Let's define #C_0=1.9110*10^-3#

At equilibrium

[#C#]=#C_0-x#

[#D#]=#C_0+x#

[#E#]=#C_0+x#

Substituting these three equations into Equation 1 gives

#K_c=((C_0+x)(C_0+x))/(C_0-x)#

Multiply both sides by #C_0-x#

#K_c(C_0-x)=(C_0+x)(C_0+x)=C_0^2+2C_0x+x^2#

Putting this in standard form gives

#x^2+(2C_0+K_c)x+C_0^2-K_cC_0=0#

Solve for #x# using the quadratic formula.
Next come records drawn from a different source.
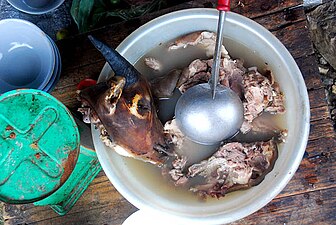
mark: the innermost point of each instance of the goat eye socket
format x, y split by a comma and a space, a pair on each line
143, 106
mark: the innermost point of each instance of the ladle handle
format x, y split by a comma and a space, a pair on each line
217, 54
223, 5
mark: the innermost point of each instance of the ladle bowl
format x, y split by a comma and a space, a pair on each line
208, 121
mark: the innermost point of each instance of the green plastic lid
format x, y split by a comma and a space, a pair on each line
39, 145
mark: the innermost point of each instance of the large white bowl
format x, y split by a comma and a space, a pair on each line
135, 182
35, 7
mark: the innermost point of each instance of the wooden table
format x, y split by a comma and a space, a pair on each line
309, 198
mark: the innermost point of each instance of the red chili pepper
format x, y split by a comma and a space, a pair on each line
86, 83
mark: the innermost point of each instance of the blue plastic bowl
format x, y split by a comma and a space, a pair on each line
27, 58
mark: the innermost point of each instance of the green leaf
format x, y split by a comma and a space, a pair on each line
87, 14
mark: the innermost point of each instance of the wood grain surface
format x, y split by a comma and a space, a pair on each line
309, 198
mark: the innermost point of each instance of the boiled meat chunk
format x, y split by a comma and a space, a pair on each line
234, 166
204, 39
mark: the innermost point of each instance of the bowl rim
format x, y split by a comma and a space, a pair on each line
21, 6
301, 88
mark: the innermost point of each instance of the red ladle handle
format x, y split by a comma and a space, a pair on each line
223, 5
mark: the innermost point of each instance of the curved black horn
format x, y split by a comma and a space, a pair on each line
118, 63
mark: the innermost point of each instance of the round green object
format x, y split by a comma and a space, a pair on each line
39, 145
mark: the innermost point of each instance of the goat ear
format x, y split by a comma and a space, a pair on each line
118, 63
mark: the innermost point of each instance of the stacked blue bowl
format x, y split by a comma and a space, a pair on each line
28, 57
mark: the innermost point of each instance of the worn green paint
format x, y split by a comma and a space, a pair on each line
37, 136
85, 171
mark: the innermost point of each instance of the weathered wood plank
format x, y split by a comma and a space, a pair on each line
296, 39
320, 129
314, 173
316, 207
257, 8
317, 98
320, 113
309, 70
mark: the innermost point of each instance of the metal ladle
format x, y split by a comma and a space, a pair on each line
209, 113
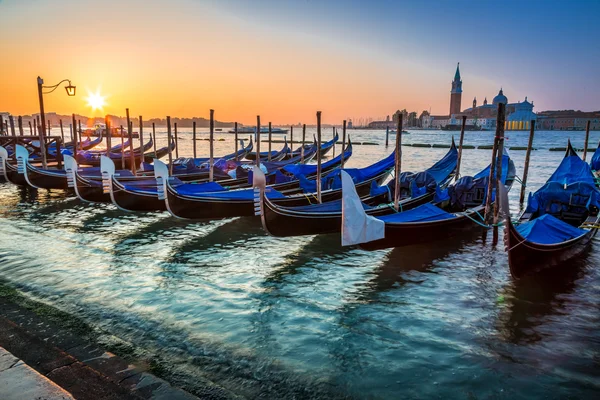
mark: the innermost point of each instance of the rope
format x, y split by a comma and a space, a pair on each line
392, 207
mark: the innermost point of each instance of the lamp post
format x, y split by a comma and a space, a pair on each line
70, 92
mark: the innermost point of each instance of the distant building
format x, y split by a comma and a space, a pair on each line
456, 92
388, 123
567, 120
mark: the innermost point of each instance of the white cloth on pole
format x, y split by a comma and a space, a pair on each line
357, 226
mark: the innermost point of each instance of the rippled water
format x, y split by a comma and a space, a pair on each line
303, 317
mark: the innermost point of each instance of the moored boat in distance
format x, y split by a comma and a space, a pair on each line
559, 222
250, 129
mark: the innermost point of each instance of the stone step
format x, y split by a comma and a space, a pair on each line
19, 381
83, 369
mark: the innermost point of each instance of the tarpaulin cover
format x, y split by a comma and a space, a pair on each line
423, 213
358, 175
485, 173
572, 169
422, 183
595, 163
310, 169
330, 206
548, 230
445, 166
243, 194
553, 198
357, 226
147, 185
188, 189
429, 178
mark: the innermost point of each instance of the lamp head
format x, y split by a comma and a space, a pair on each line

#x=(-(2C_0+K_c)+-sqrt((2C_0+K_c)^2-4*(C_0^2-K_cC_0)))/2#

Note that this is an equilibrium reaction, so x can be negative as well as positive, but its absolute value cannot be more than #C_0#. Let's calculate the first value for x:

#x=(-(2*1.9110*10^-3+5.555*10^-5)-sqrt((2*1.9110*10^-3+5.555*10^-5)^2-4*((1.9110*10^-3)^2-5.555*10^-5*1.9110*10^-3)))/2#

This simplifies to #x=-2.400*10^-3 M# which is more moles of #D# or #E# than we started with so this is not physically meaningful.

Lets try the other value

#x=(-(2*1.9110*10^-3+5.555*10^-5)+sqrt((2*1.9110*10^-3+5.555*10^-5)^2-4*((1.9110*10^-3)^2-5.555*10^-5*1.9110*10^-3)))/2#

This simplifies to #x=-1.4772*10^-3 M#

So the equilibrium concentrations are

#[C]=1.9110*10^-3-(-1.4772*10^-3)=3.3882*10^-3 M#

#[D]=1.9110*10^-3+(-1.4772*10^-3)=4.3384*10^-4 M#

#[E]=1.9110*10^-3+(-1.4772*10^-3)=4.3384*10^-4 M#

Note we can check our answer

#K_c=([D][E])/([C])=(4.3384*10^-4)^2/(3.3882*10^-3)=5.555*10^-5#

which is the equilibrium constant given in the problem statement.